W niedzielę, 7 kwietnia, godzinie 15:00 w meczu 27. kolejki piłkarskiej PKO Ekstraklasy sezonu 2023/2024, Lech Poznań zmierzy się na ENEA Stadionie mieszczącym się przy ulicy Bułgarskiej 17 z Pogonią Szczecin. Przed nami 3 starcie z „Portowcami” w tych rozgrywkach, w którym stawką jest miejsce na podium po tym weekendzie.

Reklama



27. kolejka Ekstraklasy rozpoczęła się najlepiej jak mogła. W piątek przegrał Raków Częstochowa, a to oznacza, że Lech Poznań w razie zwycięstwa odzyskałby pucharowe 3. miejsce w ligowej tabeli i miałby nad Mistrzem Polski 3 oczka przewagi. W 105 spotkaniu z Pogonią Szczecin uwzględniając wszystkie możliwe fronty jest co przełamywać oraz za co się rewanżować. Lech Poznań w tym sezonie został upokorzony przez „Portowców”, którzy jesienią wygrali 5:0, a wiosną po golu w 119 minucie triumfowali 1:0 będąc teraz w finale Pucharu Polski, który najprawdopodobniej zdobędą. Dla Lecha Poznań stawka niedzielnej potyczki jest bardzo bardzo, spoczywa na nim ogromna presja na wynik i tylko zwycięstwo pozwoli na chwilę uspokoić sytuację. O 3 punkty będzie ciężko, bowiem Pogoń Szczecin jest najdłużej niepokonanym rywalem przy Bułgarskiej spośród wszystkich przeciwników występujących obecnie w Ekstraklasie. Kolejorz nie ograł „Portowców” w żadnym z 5 ostatnich meczów rozegranych w Poznaniu wygrywając ostatni raz z Pogonią u siebie w czerwcu 2020 roku i to przy pustych trybunach (4:0). Szczecinianie, którzy w ostatnich 12 meczach na 2 frontach przegrali raptem raz aktualnie walczą o dublet, tracą do nas tylko oczko, w swoich szeregach mają najlepszego zawodnika ligi w postaci Kamila Grosickiego, dlatego niebiesko-białych czeka ciężki bój, w którym o wyniku mogą zadecydować detale takie jak np. dyspozycja dnia.

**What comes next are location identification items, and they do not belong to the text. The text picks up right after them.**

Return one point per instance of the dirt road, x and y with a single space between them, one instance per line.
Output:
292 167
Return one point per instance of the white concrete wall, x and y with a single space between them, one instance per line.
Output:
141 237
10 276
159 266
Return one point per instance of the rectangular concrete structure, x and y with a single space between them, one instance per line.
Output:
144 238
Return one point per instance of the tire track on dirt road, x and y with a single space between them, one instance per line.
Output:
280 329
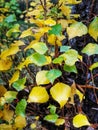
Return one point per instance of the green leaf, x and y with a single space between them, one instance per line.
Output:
64 48
37 59
93 66
53 74
10 96
19 84
20 108
70 68
51 118
14 29
56 29
76 29
71 56
90 49
58 60
40 47
52 109
93 28
11 18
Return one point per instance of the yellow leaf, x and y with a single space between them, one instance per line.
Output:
76 29
6 127
7 114
51 39
59 121
49 22
5 64
60 92
26 33
14 77
11 51
20 122
80 120
38 95
41 78
3 90
64 23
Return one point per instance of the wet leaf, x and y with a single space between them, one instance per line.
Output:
15 77
53 74
19 84
80 120
38 95
51 118
5 64
56 29
90 49
70 68
93 28
10 96
93 66
26 33
20 122
21 107
40 47
59 122
60 92
76 29
3 90
41 78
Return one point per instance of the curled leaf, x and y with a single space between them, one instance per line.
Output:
60 92
80 120
38 94
41 78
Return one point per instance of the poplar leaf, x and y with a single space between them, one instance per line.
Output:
93 66
26 33
59 122
14 77
76 29
19 84
38 95
93 28
51 118
90 49
37 59
80 120
56 29
40 47
71 56
3 90
10 96
8 52
21 107
20 122
41 78
53 74
5 64
70 68
49 22
60 92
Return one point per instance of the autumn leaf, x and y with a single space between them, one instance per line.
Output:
41 78
38 95
90 49
93 28
80 120
76 29
60 92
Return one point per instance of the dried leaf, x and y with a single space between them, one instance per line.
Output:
80 120
38 95
61 92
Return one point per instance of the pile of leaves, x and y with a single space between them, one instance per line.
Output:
48 65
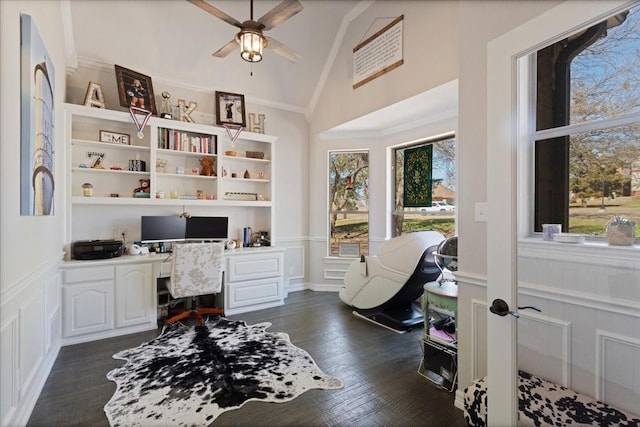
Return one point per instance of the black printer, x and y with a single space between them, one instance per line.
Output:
97 249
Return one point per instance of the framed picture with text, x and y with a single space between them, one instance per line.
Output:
135 89
230 109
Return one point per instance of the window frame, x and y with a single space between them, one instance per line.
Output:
393 212
528 106
330 211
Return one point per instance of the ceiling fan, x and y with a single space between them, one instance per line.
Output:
251 38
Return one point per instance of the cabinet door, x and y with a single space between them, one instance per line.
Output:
133 299
254 266
88 307
253 292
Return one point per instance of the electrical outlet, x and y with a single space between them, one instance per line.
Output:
482 212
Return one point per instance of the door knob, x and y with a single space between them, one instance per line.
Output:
501 308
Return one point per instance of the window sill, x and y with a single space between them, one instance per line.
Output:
589 252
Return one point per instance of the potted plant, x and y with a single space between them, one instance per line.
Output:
621 231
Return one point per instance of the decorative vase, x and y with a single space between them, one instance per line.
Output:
621 231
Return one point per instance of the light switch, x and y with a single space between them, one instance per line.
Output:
482 211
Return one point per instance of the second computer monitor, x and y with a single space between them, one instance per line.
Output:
207 228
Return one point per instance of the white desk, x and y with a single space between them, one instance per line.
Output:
117 296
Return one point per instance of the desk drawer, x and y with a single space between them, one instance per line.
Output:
241 268
88 274
253 292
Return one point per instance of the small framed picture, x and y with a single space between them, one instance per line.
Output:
351 250
135 90
230 109
114 137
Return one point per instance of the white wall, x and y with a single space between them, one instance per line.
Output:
430 46
30 247
479 23
290 177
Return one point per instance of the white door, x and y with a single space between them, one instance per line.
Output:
503 136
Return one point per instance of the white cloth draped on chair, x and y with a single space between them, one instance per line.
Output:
196 270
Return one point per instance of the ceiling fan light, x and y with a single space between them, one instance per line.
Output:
251 45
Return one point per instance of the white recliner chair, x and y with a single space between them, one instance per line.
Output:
384 288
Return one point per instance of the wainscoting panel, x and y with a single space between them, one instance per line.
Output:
478 339
29 339
294 262
614 384
544 347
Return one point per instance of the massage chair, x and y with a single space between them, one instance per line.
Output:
384 288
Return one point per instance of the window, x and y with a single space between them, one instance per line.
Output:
587 139
349 203
438 210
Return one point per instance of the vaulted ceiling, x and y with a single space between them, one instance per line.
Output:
172 41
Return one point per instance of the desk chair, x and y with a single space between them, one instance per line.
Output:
196 270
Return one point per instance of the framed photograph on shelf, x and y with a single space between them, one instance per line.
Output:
114 137
230 109
349 250
135 89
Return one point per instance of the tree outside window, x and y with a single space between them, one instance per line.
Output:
349 203
587 149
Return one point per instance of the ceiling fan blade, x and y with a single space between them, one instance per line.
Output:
283 50
226 49
279 14
215 12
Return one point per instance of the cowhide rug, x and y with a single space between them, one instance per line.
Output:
188 376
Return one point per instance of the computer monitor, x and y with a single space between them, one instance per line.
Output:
162 229
207 228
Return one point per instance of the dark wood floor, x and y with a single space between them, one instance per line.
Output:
378 367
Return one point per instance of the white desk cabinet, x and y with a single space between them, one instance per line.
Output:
133 295
253 279
87 300
106 298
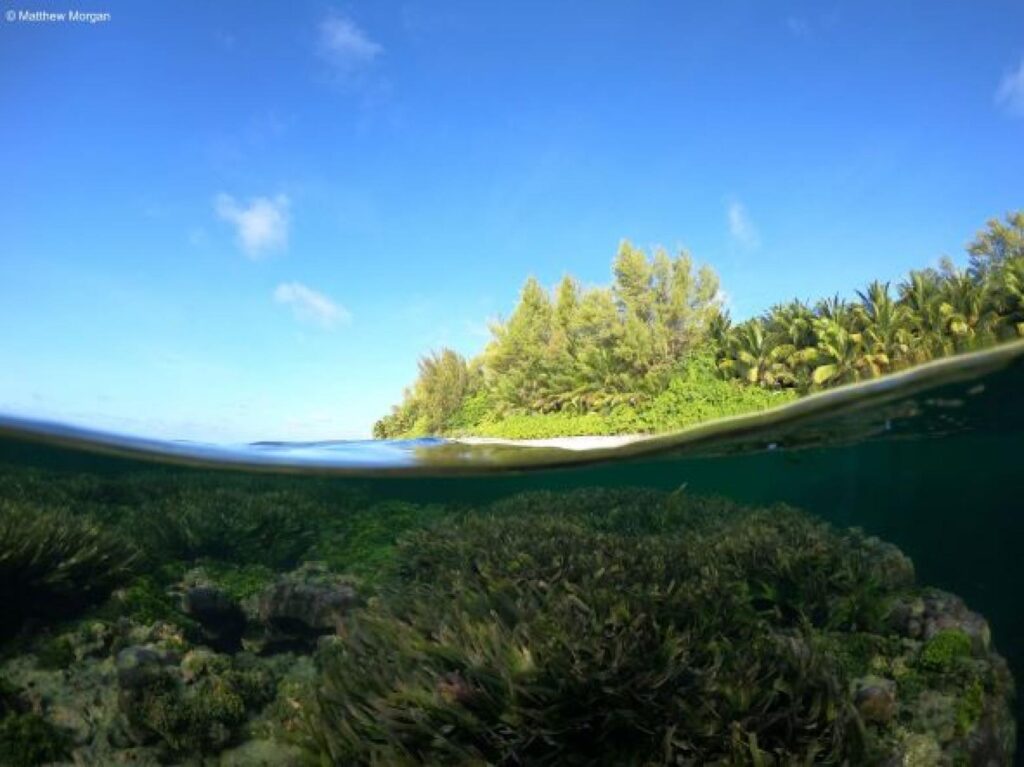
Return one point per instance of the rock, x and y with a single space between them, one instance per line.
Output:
906 616
305 604
875 698
945 611
262 753
219 615
138 666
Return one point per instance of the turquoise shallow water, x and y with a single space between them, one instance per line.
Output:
929 462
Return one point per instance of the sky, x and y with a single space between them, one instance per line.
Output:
236 221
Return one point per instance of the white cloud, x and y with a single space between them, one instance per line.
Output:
261 226
1010 94
311 306
740 227
345 45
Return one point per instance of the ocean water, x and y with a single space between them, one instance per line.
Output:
838 582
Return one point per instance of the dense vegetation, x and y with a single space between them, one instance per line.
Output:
639 628
272 620
657 350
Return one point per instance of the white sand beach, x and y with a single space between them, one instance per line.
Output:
569 443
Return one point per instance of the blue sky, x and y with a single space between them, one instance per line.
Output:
233 221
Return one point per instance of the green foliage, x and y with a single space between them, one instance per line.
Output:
55 653
943 650
28 739
628 628
52 561
229 522
240 581
361 542
578 352
204 717
607 360
147 600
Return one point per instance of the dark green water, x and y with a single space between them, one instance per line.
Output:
930 463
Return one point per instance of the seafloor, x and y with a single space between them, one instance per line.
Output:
175 618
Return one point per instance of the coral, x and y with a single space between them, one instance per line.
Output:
53 562
305 604
28 739
943 650
199 711
634 628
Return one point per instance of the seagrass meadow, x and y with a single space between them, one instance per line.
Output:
834 582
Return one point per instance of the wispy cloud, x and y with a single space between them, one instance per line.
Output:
1010 94
741 228
311 306
346 46
261 226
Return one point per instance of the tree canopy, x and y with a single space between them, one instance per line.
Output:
656 349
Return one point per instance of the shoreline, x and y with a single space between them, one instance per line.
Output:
603 441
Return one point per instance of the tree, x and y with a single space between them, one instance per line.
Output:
996 244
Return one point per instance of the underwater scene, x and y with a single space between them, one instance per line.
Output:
837 581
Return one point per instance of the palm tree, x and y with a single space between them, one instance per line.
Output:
965 311
754 358
921 294
1006 297
842 355
884 324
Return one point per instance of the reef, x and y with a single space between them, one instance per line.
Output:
594 627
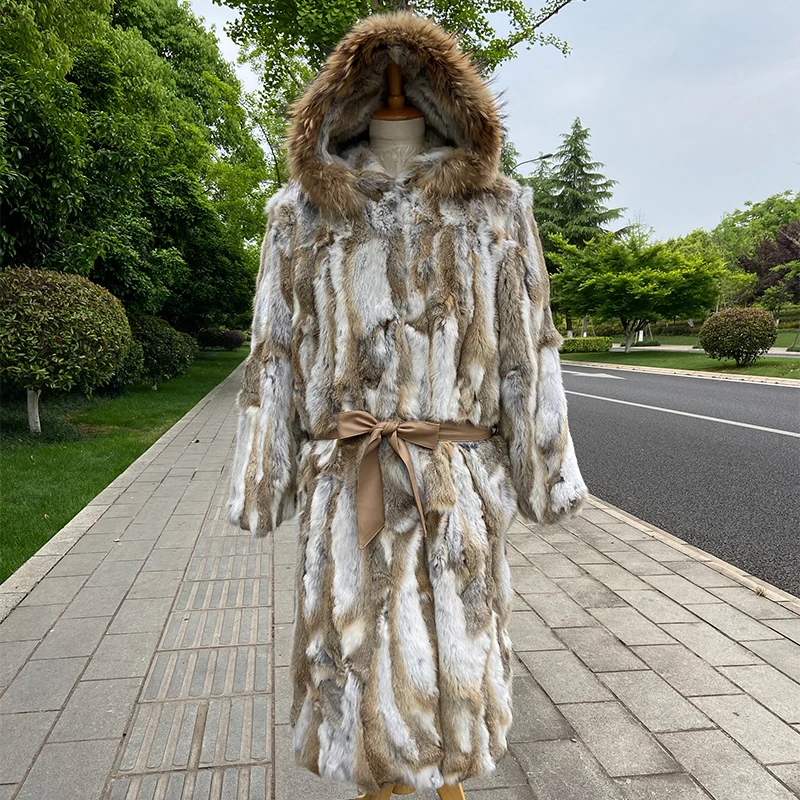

Trener Lecha Poznań, Mariusz Rumak nie będzie mógł jutro skorzystać z usług kontuzjowanego Artura Sobiecha i Dino Hoticia, którzy są wyłączeni do końca sezonu, rekonwalescenta Filipa Dagerstala, a także Michała Gurgula, który dziś wystąpił w rezerwach. Pod znakiem zapytania stoi występ rekonwalescentów w postaci Jespera Karlstroma oraz Afonso Sousy. Z kolei w ekipie Pogoni Szczecin szkolonej przez Jensa Gustafssona wszyscy najlepsi piłkarze są zdrowi oraz gotowi do gry, „Portowcy” ostatni rywalizowali w środę, zatem w ich składzie możliwe są małe rotacje. Pogoń ma passę 7 kolejnych wyjazdów bez porażki na 2 frontach przegrywając ostatni raz na obcym terenie dnia 1 grudnia 2023 roku z Górnikiem w Zabrzu. Dodatkowo szczecinianie podczas wyjazdowych meczów w lidze stracili najmniej goli (tylko 8 bramek) mogąc pochwalić się bardzo dobrym, wyjazdowym bilansem 7-3-3, gole: 21:8. Jutro co przełamywać ma również Mariusz Rumak, który jako trener Lecha nigdy nie pokonał Pogoni w Poznaniu. Dotychczas 4 domowe mecze Lecha w Poznaniu z „Portowcami” za jego kadencji kończyły się dwoma remisami oraz porażkami 1:2 i 0:1.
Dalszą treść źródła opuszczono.